Makes me glad I've used the stairwell for fire drills, so I won't die in a fire for taking the elevator. Now I think I should practice my alternative escape route at home, so I won't freak out there in an emergency.

Sunday, August 10, 2008

Airport Adventures

I'm spending a lot of time in airports these days.

Recently I've noted how different the lines can be. Most days the lines I end up in are quite short. But sometimes a particular airline has really long lines. A few weeks ago, I flew 3 times, and each time Delta had really long lines. Katy's friend was flying Delta, and I saw the computer check-in kiosk fail to find her name and several other people's names. But today their lines were short, while Southwest was going down the block.

Although, that might have been capacity; the line to leave checked bags at the X-ray machine was quite long. There may have just been a LOT of people flying Southwest this morning for some reason. The line at security was longer than I've seen in a while. I guess I've been flying on less popular days.

My flight today was FULL! I was in a middle seat with a big man at the window, and a lovely 8 month old baby boy (named Sam!) on the aisle in his mom's lap. He was cute, babbling, and had big blue eyes just like me. Not too much screaming, mostly just wiggly. I got occasional massages from his feet, and handshakes and other clutching. Boy, did he want to play with the airline magazine! And he loved the tray table. That was his favorite new toy.

Saturday, August 9, 2008


I had a great trip to Ohio last week, meeting Katy's friends and family. On the first day, I finally got my vengeance: I saw Katy's baby pictures. She was cute! (She's really pretty now, too!) Her mom gave me a copy of one of the pictures, and I took a copy of this one with my cell phone.

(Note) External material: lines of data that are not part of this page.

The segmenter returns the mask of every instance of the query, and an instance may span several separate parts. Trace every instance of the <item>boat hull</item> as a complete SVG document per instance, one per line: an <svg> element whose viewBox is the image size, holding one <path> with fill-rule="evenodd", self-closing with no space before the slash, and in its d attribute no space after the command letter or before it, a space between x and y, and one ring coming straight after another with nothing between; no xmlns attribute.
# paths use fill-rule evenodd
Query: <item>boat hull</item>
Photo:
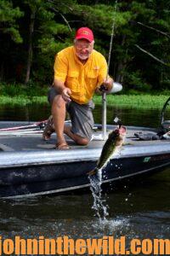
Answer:
<svg viewBox="0 0 170 256"><path fill-rule="evenodd" d="M68 193L90 186L88 172L96 160L48 163L0 170L0 197L24 197ZM102 172L102 183L128 182L170 166L170 154L112 159ZM3 171L3 172L2 172Z"/></svg>

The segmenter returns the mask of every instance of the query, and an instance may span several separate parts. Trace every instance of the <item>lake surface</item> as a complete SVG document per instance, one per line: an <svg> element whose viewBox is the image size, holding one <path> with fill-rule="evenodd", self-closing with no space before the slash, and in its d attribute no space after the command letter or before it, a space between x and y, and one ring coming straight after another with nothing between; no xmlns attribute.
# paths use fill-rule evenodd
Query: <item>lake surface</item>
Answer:
<svg viewBox="0 0 170 256"><path fill-rule="evenodd" d="M0 109L1 120L42 120L49 108ZM125 125L158 127L161 111L108 108L108 123L117 115ZM170 119L169 113L167 117ZM101 122L101 108L94 111ZM109 216L100 222L92 209L90 193L52 197L1 201L0 235L3 237L101 238L103 236L132 238L169 238L170 169L105 195ZM114 190L114 187L113 187ZM102 254L100 254L102 255ZM143 255L142 253L139 255Z"/></svg>

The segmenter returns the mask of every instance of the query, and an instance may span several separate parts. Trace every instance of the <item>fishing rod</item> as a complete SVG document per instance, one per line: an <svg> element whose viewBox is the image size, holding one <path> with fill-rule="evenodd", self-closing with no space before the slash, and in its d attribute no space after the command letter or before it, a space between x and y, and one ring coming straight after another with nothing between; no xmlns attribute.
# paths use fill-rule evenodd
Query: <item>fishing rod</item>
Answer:
<svg viewBox="0 0 170 256"><path fill-rule="evenodd" d="M117 0L116 1L116 4L115 4L116 12L116 8L117 8ZM114 31L115 31L115 17L113 17L111 36L110 36L110 41L106 79L108 79L108 76L109 76L109 68L110 68L110 56L111 56L111 49L112 49L112 44L113 44ZM100 86L100 90L101 91L104 90L105 89L105 85ZM106 112L107 112L106 92L103 91L103 94L102 94L102 134L103 134L103 140L106 139L106 119L107 119L107 113Z"/></svg>
<svg viewBox="0 0 170 256"><path fill-rule="evenodd" d="M8 127L8 128L1 128L0 129L0 132L1 131L22 131L22 130L26 130L26 129L30 129L30 128L39 128L42 129L44 127L44 125L47 124L48 119L47 120L43 120L43 121L40 121L40 122L37 122L37 123L33 123L31 125L22 125L22 126L14 126L14 127Z"/></svg>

Being so near Cleveland, there were lots of UCC churches, with 2 or 3 near her parents' home.

We also went to a baseball game in Cleveland, which was very exciting and a lot of fun. The score was 5-4, including a home run by the opposing team in the last inning that scored 2 runs. At the end of the game, there was a runner on 3rd!
I did continue my unbroken streak of attending major league games where the home team wins. Both Blazer games I've gone to were won by the Blazers, and now the Indians have received my luck. (Sorry, Winterhawks, you're a minor league team. My luck only favors teams with more money.)

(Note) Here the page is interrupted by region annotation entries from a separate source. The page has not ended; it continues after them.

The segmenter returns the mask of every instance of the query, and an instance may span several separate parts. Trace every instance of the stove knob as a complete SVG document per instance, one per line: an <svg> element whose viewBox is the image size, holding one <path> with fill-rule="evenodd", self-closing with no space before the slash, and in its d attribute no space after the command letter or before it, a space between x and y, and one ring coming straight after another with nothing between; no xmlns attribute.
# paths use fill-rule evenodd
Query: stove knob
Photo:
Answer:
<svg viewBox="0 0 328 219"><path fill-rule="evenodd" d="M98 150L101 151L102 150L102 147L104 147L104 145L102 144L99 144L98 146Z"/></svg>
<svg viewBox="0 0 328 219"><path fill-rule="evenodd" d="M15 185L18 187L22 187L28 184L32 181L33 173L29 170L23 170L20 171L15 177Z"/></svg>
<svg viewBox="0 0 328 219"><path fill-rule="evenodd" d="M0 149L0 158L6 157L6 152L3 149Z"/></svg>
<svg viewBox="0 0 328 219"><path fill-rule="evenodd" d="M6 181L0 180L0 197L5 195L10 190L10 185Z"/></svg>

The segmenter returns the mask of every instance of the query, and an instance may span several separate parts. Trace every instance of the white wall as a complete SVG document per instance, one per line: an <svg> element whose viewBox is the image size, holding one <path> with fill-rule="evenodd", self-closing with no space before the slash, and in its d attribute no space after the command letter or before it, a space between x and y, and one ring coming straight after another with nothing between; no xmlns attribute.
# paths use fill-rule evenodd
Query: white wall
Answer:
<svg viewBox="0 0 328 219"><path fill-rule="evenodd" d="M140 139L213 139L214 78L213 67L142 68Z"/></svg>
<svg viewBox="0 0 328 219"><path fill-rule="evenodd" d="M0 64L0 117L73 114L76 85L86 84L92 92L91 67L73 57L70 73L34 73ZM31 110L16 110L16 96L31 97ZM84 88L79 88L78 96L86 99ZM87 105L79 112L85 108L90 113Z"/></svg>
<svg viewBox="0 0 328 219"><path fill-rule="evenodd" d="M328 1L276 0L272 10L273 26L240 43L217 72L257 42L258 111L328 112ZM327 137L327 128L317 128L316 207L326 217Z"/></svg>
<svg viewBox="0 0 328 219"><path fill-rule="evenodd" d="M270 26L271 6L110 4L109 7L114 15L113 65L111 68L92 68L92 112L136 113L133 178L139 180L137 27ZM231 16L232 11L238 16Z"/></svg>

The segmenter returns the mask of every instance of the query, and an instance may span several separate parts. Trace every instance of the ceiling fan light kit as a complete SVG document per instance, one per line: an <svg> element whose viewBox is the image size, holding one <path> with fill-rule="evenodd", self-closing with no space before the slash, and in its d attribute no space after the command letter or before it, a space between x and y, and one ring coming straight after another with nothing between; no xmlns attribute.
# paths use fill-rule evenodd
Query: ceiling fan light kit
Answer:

And her parents took us to a concert of the Cleveland Orchestra. It was awesome! They really are one of the best orchestras in the world. Their summer concert venue is also awesome. The acoustics were fantastic - I have never heard such balance. The bass was rich, textured and lovely.

Friday, August 8, 2008

Internet Fad Timeline

This is cool.

It's a timeline of Internet Memes. It seems pretty darn complete.